INDONESIA. Giacarta pronta ricevere i sopravvissuti ISIS di Baghouz

200

L’antiterrorismo indonesiano ha detto di essere pronta a consentire a centinaia di combattenti dello Stato islamico catturati e alle loro famiglie di tornare in patria, con una condizione significativa: devono rinunciare all’ideologia radicale che li ha portati in primo luogo in Siria e in Iraq.

I controlli avranno luogo in Siria, ma il direttore della National Counter Terrorism Agency, Bnpt, Suhardi Alius, ha riconosciuto che non sarà facile, dicendo che l’influenza delle donne in particolare non può essere sottovalutata, riporta Asia Times.

Il Consiglio di sicurezza delle Nazioni Unite ha messo in guardia all’inizio di quest’anno sul pericolo di presumere che gli uomini che ritornano siano una minaccia per la sicurezza più alta delle donne: «Le donne svolgono un ruolo importante nel reclutamento e nella propaganda di Isis (…) anche se non combattono, possono comunque diffondere idee radicali e incoraggiare altri a commettere attacchi».

Diversi paesi occidentali, tra cui Francia, Gran Bretagna e Paesi Bassi, hanno cercato di evitare le responsabilità giuridico politiche per i loro cittadini arrestati in Siria e in Iraq, insistendo sul fatto che le sfide logistiche e i rischi per la sicurezza rendono quasi impossibile per loro offrire qualsiasi aiuto.

Altri, come la Turchia, il Kosovo, la Russia e gli Stati dell’Asia centrale, come Kazakistan, Uzbekistan, Tagikistan, hanno già rimpatriato centinaia di ex mujahidin Isis, anche se non sono poi stati così trasparenti nel mostrare cosa succede loro dopo il loro arrivo in patria.

Sono circa 200 tra donne e bambini indonesiani presenti nell’affollato campo profughi di Al Hol vicino al confine tra Siria e Turchia, il Bnpt non ha ancora una stima chiara di quanti indonesiani vi siano tra i mille militanti stranieri detenuti dalle sole Sdf, Forze democratiche siriane. Più di 120 terroristi indonesiani sono morti nel conflitto in Iraq e Siria dal 2014, ma l’Institute for Policy Analysis of Conflict, Ipac di Giacarta, ritiene che altri 200 uomini, non tutti combattenti, siano nelle prigioni curde.

Il Ministero degli Esteri indonesiano non ha alcuna registrazione di indonesiani processati in Iraq, dove i tribunali hanno già condannato a morte o a pesanti pene detentive più di 500 combattenti stranieri.
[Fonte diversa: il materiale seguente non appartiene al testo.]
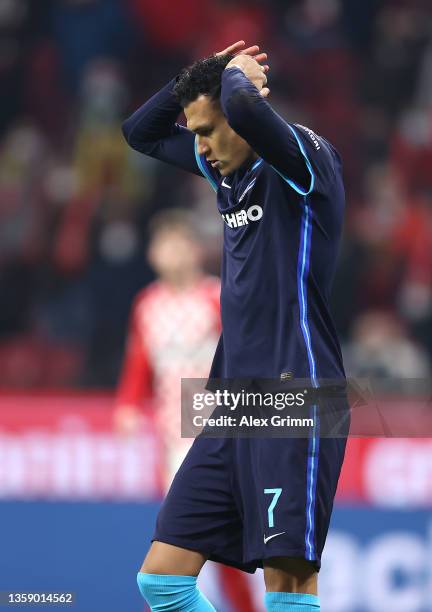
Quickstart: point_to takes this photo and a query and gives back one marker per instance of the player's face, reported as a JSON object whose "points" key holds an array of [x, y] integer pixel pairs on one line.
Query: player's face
{"points": [[223, 148]]}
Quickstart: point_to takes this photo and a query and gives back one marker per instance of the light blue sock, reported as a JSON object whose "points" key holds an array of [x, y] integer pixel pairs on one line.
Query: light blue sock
{"points": [[291, 602], [180, 593]]}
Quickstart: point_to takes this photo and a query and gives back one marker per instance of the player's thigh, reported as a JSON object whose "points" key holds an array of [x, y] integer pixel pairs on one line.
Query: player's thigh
{"points": [[291, 575], [172, 560]]}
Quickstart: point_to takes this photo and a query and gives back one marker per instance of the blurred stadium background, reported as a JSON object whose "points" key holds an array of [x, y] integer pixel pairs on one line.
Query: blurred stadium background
{"points": [[78, 499]]}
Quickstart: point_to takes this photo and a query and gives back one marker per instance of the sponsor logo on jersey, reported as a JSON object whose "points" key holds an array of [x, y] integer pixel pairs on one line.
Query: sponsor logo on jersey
{"points": [[266, 539], [311, 135], [243, 217]]}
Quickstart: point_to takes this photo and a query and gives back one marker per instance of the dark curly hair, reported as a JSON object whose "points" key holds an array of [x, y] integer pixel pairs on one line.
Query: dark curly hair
{"points": [[203, 77]]}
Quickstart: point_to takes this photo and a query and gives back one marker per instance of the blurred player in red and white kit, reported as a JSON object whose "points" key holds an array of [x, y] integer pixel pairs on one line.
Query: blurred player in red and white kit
{"points": [[173, 331]]}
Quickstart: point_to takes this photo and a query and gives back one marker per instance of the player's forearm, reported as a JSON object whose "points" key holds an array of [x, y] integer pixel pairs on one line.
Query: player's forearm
{"points": [[252, 118], [154, 120]]}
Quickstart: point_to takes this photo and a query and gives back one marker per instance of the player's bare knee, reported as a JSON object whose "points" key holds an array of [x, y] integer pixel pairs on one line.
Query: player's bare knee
{"points": [[172, 560], [283, 574]]}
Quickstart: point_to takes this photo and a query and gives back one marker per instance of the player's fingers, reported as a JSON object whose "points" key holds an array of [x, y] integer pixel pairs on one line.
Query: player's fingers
{"points": [[250, 50], [234, 48], [260, 57]]}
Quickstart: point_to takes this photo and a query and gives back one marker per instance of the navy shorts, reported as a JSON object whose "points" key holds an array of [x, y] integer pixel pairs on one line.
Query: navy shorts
{"points": [[241, 500]]}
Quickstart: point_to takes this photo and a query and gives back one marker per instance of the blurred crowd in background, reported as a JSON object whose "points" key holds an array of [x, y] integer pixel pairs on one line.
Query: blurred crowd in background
{"points": [[75, 201]]}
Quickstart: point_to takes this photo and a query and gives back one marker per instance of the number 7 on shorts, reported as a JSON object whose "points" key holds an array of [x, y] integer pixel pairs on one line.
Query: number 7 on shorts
{"points": [[276, 494]]}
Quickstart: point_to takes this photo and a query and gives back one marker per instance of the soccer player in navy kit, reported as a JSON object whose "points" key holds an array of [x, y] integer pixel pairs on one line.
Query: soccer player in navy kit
{"points": [[253, 502]]}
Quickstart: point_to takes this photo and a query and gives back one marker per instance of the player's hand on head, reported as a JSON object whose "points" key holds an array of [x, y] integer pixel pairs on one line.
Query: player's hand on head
{"points": [[253, 70], [238, 49]]}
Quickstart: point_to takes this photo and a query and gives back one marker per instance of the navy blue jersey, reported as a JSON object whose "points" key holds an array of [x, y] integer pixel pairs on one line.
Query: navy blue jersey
{"points": [[282, 216]]}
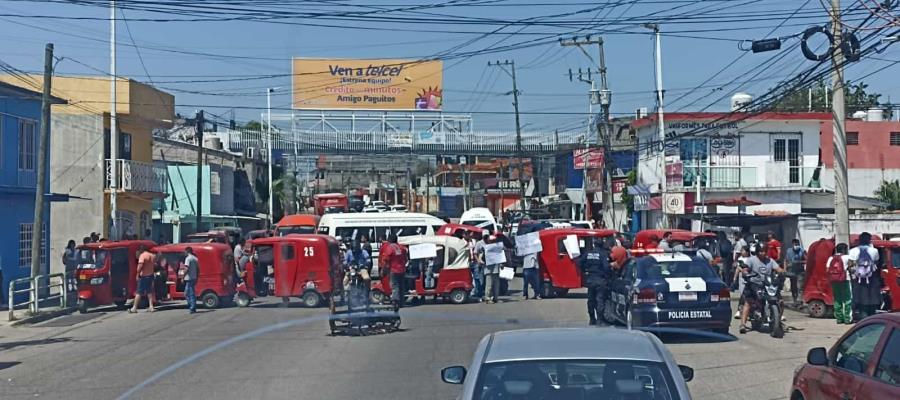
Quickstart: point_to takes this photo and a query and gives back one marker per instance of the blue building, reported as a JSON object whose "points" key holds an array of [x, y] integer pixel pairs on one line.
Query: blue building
{"points": [[20, 119]]}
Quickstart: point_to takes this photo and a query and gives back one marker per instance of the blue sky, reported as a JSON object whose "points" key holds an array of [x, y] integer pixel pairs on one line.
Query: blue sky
{"points": [[244, 51]]}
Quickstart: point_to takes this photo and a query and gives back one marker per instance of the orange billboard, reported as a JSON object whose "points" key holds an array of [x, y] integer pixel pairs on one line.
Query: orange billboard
{"points": [[376, 84]]}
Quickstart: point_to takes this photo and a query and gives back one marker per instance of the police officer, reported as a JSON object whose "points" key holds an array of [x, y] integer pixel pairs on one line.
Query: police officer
{"points": [[595, 269]]}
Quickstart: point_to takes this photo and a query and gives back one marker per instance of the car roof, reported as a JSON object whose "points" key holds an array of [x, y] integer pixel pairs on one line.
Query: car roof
{"points": [[572, 343]]}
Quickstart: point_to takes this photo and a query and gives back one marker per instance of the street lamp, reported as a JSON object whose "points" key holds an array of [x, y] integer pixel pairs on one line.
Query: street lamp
{"points": [[269, 150]]}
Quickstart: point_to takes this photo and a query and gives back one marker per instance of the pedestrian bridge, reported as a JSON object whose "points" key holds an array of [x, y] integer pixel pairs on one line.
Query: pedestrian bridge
{"points": [[426, 142]]}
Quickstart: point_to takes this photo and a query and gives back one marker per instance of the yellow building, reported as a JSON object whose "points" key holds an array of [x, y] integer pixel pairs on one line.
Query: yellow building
{"points": [[80, 152]]}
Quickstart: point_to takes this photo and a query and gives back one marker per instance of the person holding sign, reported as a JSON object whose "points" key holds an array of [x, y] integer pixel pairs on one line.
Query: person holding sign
{"points": [[494, 257]]}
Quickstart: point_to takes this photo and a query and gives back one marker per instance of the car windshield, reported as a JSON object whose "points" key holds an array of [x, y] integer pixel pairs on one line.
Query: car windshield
{"points": [[651, 268], [90, 259], [575, 379]]}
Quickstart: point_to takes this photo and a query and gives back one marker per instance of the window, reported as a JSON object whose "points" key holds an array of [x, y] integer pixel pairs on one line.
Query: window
{"points": [[854, 352], [26, 232], [888, 368], [287, 252], [26, 145]]}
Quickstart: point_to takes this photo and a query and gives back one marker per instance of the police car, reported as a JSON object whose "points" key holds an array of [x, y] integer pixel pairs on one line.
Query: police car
{"points": [[670, 290]]}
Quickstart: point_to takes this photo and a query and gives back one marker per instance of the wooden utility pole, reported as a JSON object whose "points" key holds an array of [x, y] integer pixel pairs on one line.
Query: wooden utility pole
{"points": [[37, 229], [841, 196], [199, 136], [515, 93]]}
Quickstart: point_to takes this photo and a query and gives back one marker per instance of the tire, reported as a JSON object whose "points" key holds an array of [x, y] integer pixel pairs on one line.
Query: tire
{"points": [[242, 299], [459, 296], [311, 299], [210, 300], [376, 296], [776, 328], [817, 309]]}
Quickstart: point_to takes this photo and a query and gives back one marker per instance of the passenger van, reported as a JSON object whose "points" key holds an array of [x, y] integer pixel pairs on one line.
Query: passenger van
{"points": [[480, 217], [377, 226]]}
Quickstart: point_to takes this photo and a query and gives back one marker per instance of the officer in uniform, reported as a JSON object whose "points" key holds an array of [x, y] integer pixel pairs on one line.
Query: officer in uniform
{"points": [[596, 273]]}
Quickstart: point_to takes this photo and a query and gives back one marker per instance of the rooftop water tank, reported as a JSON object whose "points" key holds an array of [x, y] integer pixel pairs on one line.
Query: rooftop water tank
{"points": [[739, 101]]}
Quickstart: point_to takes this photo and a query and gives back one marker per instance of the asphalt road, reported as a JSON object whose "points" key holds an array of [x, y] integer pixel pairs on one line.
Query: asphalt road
{"points": [[268, 352]]}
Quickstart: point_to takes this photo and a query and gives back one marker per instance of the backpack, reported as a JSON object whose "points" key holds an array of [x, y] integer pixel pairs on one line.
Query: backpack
{"points": [[864, 265], [835, 271]]}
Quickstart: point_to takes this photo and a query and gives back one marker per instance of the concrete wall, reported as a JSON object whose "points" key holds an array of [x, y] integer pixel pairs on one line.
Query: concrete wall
{"points": [[76, 168]]}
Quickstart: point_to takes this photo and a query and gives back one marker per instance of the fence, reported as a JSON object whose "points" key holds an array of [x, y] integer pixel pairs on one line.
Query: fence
{"points": [[35, 289]]}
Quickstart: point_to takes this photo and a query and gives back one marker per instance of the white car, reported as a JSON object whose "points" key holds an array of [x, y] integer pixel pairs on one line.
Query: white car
{"points": [[571, 363]]}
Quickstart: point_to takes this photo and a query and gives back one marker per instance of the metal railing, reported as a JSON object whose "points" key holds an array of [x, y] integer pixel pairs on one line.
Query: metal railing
{"points": [[35, 290], [136, 176]]}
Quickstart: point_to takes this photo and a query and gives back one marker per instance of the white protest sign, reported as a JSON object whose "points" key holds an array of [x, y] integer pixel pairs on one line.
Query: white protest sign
{"points": [[422, 250], [494, 254], [528, 243], [571, 243]]}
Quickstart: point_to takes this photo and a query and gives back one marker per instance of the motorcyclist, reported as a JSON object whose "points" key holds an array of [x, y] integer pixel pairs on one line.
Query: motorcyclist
{"points": [[596, 272], [755, 272]]}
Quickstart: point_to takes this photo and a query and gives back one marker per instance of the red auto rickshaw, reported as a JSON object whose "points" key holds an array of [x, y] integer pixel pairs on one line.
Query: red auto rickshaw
{"points": [[300, 266], [459, 229], [648, 239], [817, 289], [107, 272], [215, 281], [448, 278], [558, 270]]}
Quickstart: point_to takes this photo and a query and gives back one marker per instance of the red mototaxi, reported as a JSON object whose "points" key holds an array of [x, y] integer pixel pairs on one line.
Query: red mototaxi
{"points": [[215, 281], [817, 290], [558, 270], [110, 275], [453, 280], [455, 229], [302, 265]]}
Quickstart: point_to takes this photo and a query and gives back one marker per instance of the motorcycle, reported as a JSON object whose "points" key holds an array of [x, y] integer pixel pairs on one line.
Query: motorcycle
{"points": [[765, 307]]}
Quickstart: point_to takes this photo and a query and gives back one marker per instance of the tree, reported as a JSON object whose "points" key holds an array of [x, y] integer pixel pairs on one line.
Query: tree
{"points": [[856, 98], [889, 192]]}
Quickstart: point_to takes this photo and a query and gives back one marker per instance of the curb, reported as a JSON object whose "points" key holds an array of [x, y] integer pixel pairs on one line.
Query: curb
{"points": [[42, 316]]}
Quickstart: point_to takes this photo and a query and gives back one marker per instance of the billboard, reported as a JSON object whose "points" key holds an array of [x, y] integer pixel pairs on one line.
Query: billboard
{"points": [[373, 84]]}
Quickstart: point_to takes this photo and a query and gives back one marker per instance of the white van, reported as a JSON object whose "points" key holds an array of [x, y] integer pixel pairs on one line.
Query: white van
{"points": [[377, 226], [480, 217]]}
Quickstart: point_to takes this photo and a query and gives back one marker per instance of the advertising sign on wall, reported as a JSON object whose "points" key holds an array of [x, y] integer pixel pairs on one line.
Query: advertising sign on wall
{"points": [[376, 84]]}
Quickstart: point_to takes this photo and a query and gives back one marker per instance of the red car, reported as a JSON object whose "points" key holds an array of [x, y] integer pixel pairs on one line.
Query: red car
{"points": [[864, 364]]}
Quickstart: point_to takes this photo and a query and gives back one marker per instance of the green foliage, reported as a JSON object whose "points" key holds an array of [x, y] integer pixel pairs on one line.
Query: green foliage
{"points": [[889, 192]]}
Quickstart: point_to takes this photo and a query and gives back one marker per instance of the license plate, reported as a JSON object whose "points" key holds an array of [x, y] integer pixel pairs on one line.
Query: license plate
{"points": [[687, 296]]}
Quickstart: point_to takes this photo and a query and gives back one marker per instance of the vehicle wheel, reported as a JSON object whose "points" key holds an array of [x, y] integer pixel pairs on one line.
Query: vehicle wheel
{"points": [[242, 299], [376, 296], [459, 296], [817, 309], [777, 328], [210, 300], [311, 299], [82, 306]]}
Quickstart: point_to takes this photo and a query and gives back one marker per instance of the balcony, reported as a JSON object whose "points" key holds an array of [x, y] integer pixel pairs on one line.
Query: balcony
{"points": [[136, 177], [773, 175]]}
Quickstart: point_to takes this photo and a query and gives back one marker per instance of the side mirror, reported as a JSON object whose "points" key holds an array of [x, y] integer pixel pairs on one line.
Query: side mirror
{"points": [[454, 375], [686, 372], [817, 356]]}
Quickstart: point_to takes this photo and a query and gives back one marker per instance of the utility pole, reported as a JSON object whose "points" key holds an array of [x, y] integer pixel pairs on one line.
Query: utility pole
{"points": [[37, 229], [841, 197], [512, 65], [660, 117], [604, 98], [199, 190], [113, 129]]}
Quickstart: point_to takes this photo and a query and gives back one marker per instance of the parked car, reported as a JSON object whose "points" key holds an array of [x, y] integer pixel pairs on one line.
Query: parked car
{"points": [[863, 364], [571, 363]]}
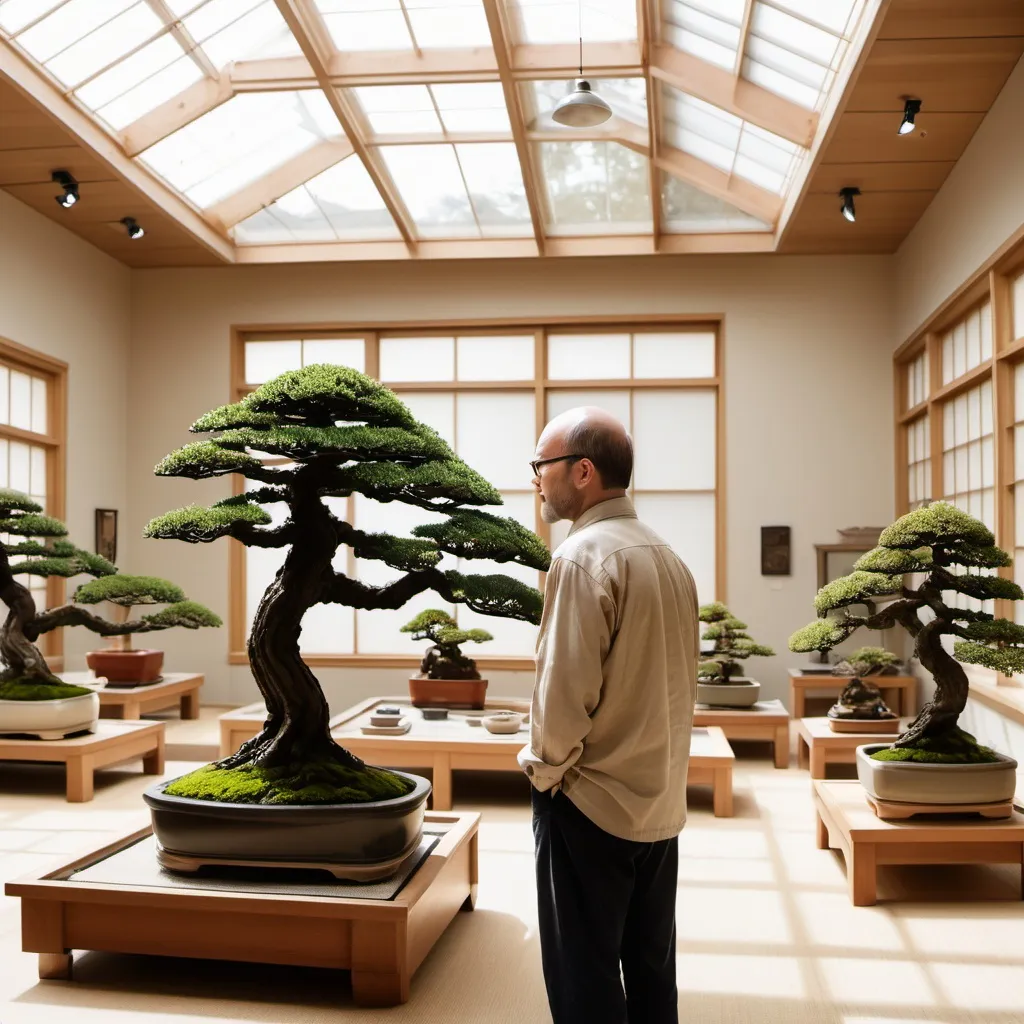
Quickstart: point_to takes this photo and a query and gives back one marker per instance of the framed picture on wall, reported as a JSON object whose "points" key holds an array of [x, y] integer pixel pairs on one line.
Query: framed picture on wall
{"points": [[107, 534]]}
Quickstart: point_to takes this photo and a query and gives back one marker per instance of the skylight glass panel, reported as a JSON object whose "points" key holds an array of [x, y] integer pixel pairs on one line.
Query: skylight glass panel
{"points": [[339, 205], [706, 29], [240, 141], [687, 210], [559, 20], [626, 96], [596, 188]]}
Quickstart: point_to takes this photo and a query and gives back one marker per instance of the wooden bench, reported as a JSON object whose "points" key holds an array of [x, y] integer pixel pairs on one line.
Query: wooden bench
{"points": [[112, 743], [130, 702], [898, 691], [767, 720], [846, 821]]}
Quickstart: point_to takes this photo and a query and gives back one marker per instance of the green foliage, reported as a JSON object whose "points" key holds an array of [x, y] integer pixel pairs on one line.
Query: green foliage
{"points": [[32, 524], [11, 501], [198, 524], [322, 394], [35, 689], [855, 589], [472, 534], [128, 591], [314, 782], [189, 614], [203, 459], [821, 635]]}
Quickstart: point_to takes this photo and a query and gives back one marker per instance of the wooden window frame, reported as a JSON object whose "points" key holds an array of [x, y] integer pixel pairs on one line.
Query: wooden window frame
{"points": [[540, 386], [54, 372]]}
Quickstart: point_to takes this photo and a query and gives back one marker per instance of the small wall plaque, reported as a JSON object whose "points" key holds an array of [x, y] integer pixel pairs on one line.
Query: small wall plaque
{"points": [[775, 551]]}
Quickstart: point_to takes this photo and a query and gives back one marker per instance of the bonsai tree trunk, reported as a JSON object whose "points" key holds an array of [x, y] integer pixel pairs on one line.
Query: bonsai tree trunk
{"points": [[297, 726]]}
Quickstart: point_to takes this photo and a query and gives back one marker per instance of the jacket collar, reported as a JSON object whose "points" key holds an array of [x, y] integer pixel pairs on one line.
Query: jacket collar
{"points": [[611, 508]]}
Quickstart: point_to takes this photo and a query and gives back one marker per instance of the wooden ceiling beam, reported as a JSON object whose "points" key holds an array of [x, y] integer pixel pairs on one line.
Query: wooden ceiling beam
{"points": [[721, 88], [500, 40], [310, 33], [32, 83]]}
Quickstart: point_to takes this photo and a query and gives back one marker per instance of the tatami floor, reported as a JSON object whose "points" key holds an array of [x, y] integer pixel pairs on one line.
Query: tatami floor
{"points": [[766, 931]]}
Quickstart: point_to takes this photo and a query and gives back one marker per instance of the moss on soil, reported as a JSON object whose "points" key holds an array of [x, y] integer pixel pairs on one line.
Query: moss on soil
{"points": [[323, 782], [17, 689]]}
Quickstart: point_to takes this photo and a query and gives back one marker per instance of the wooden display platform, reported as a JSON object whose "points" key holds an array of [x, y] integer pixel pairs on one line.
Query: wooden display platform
{"points": [[767, 720], [846, 821], [897, 691], [112, 743], [380, 941], [451, 744], [818, 747], [130, 702]]}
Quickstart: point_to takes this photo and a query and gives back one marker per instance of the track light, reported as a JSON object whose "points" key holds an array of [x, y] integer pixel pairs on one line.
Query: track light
{"points": [[70, 186], [132, 226], [848, 209], [910, 110]]}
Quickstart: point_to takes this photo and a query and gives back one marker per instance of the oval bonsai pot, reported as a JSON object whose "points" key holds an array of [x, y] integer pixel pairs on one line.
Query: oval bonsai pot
{"points": [[357, 835], [425, 692], [738, 693], [913, 782], [126, 668], [50, 719]]}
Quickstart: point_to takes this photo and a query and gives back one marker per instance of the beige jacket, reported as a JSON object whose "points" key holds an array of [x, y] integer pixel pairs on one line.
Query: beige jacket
{"points": [[616, 676]]}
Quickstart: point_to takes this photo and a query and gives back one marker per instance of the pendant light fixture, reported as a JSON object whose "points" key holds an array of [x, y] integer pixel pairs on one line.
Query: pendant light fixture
{"points": [[581, 107]]}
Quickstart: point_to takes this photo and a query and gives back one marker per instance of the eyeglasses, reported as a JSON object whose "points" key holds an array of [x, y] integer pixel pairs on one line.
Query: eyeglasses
{"points": [[536, 466]]}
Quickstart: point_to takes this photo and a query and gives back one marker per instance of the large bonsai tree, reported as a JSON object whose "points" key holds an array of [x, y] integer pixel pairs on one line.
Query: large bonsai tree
{"points": [[343, 433], [43, 551], [732, 644], [953, 552], [444, 659]]}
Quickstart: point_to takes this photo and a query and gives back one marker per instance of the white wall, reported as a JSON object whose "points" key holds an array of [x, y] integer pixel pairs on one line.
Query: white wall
{"points": [[808, 343], [60, 296], [978, 208]]}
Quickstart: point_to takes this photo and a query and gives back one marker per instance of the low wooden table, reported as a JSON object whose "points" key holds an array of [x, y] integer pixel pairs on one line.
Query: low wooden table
{"points": [[818, 747], [112, 743], [130, 702], [898, 691], [846, 821], [767, 720], [380, 941]]}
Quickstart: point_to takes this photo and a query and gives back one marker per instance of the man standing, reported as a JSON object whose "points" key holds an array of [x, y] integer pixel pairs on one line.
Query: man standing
{"points": [[609, 735]]}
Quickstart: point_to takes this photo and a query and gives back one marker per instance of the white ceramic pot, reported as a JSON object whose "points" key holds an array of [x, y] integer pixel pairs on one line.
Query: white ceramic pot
{"points": [[738, 693], [912, 782], [50, 719]]}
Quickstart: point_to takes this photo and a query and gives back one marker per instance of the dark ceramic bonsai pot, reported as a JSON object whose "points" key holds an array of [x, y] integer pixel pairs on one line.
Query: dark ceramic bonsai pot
{"points": [[358, 835]]}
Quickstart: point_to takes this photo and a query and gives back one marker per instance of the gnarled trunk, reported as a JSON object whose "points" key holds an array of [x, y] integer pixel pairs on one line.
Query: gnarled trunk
{"points": [[297, 726]]}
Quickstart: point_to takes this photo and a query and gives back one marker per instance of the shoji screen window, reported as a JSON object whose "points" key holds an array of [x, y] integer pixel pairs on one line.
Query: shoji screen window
{"points": [[664, 386]]}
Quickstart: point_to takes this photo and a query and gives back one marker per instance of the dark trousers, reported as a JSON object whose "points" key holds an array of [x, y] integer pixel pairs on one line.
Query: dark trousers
{"points": [[606, 905]]}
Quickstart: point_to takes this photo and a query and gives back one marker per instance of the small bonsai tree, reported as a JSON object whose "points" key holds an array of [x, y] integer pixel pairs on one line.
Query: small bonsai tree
{"points": [[444, 659], [342, 433], [732, 644], [937, 541], [867, 662], [46, 553]]}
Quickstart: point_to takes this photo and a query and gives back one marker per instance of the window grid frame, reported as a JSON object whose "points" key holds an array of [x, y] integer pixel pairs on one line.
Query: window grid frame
{"points": [[540, 386]]}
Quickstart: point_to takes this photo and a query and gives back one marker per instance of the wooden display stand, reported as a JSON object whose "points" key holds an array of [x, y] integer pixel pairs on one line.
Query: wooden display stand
{"points": [[130, 702], [846, 821], [380, 941], [898, 691], [112, 743], [818, 747], [767, 720]]}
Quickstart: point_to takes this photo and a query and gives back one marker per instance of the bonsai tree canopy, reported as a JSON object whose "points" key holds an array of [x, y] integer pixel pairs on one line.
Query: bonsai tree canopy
{"points": [[732, 644], [342, 433], [444, 659], [952, 551]]}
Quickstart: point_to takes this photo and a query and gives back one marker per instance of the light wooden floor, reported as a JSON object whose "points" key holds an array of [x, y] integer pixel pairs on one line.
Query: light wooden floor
{"points": [[766, 933]]}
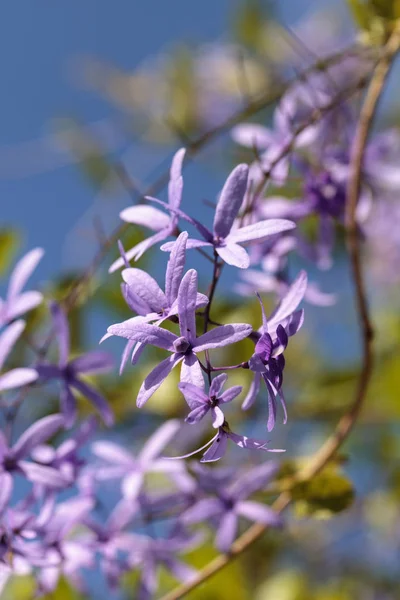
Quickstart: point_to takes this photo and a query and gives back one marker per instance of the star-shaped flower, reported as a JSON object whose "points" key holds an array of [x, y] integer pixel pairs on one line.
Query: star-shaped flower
{"points": [[183, 348], [67, 372], [227, 238]]}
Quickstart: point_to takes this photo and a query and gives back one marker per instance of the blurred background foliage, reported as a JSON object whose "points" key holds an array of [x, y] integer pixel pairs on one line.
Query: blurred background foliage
{"points": [[342, 539]]}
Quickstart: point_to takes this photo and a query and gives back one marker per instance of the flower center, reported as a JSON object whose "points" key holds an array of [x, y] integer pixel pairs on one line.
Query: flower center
{"points": [[181, 345]]}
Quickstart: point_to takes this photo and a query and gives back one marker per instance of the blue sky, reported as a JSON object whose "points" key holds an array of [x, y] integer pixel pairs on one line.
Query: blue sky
{"points": [[41, 43]]}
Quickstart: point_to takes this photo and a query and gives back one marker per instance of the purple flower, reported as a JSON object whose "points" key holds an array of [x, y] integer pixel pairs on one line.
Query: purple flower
{"points": [[18, 302], [218, 444], [67, 372], [226, 238], [13, 459], [184, 348], [148, 554], [64, 556], [268, 361], [133, 469], [65, 457], [201, 403], [15, 377], [148, 216], [230, 503], [273, 276], [271, 144], [143, 295]]}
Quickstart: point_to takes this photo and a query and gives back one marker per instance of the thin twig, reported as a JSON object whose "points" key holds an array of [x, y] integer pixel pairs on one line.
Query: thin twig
{"points": [[346, 423], [256, 105]]}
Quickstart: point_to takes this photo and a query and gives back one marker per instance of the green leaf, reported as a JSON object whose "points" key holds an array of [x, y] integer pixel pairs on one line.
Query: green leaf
{"points": [[328, 493], [9, 242], [249, 24]]}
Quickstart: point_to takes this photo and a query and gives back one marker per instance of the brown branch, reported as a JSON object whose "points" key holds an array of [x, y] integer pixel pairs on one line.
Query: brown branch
{"points": [[346, 423], [253, 107]]}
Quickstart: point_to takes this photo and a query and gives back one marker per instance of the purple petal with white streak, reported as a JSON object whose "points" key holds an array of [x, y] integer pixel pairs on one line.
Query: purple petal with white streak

La maggior parte delle donne e dei bambini indonesiani del campo di Al Hol proveniva dalla città siriana di Baghouz, ultima roccaforte Isis. Dopo aver venduto tutte le loro proprietà, molti dei detenuti indonesiani hanno bruciato anche i loro passaporti una volta arrivati in Siria, fatto che li ha resi  ufficialmente apolidi fino a quando le autorità non hanno potuto controllare i loro certificati di nascita e rintracciare i familiari per verificare la loro identità. 

Il governo indonesiano ha istituito uffici di collegamento della polizia ad Ankara e Damasco e ha chiesto alle autorità turche di mettere i detenuti indonesiani su voli diretti a Giacarta, in modo che non potessero scendere in diversi punti di transito e rientrare in patria senza essere scoperti.

I servizi segreti prevedono che ben 500 indonesiani potrebbero rimanere in Siria, ma si ritiene che un numero imprecisato di militanti che non desiderano tornare a casa abbia attraversato la Turchia e l’Iraq per raggiungere l’Iran mentre si dirigevano in Afghanistan per unirsi a Isis nel Khorasan. Per quanto riguarda i rimpatriati, la sicurezza rimane la priorità numero uno dato che un detenuto è stato coinvolto negli attentati suicidi di Surabaya dell’anno scorso, che hanno fatto 28 vittime.

Molti indonesiani sono tornati a casa dal Medio Oriente delusi e senza un soldo dopo essere stati attratti dall’illusione di difendere un califfato e di essere accolti con privazioni e brutalità su una scala per la quale erano impreparati.

Le cellule ISIS rimangono attive in tutta l’Indonesia. Solo il mese scorso, l’unità antiterrorismo Detachment 88 ha bloccato un piano di Jamaah Ansharut Daulah, Jad, per compiere attentati suicidi durante le manifestazioni a Giacarta contro presunte frodi elettorali nelle elezioni presidenziali di aprile.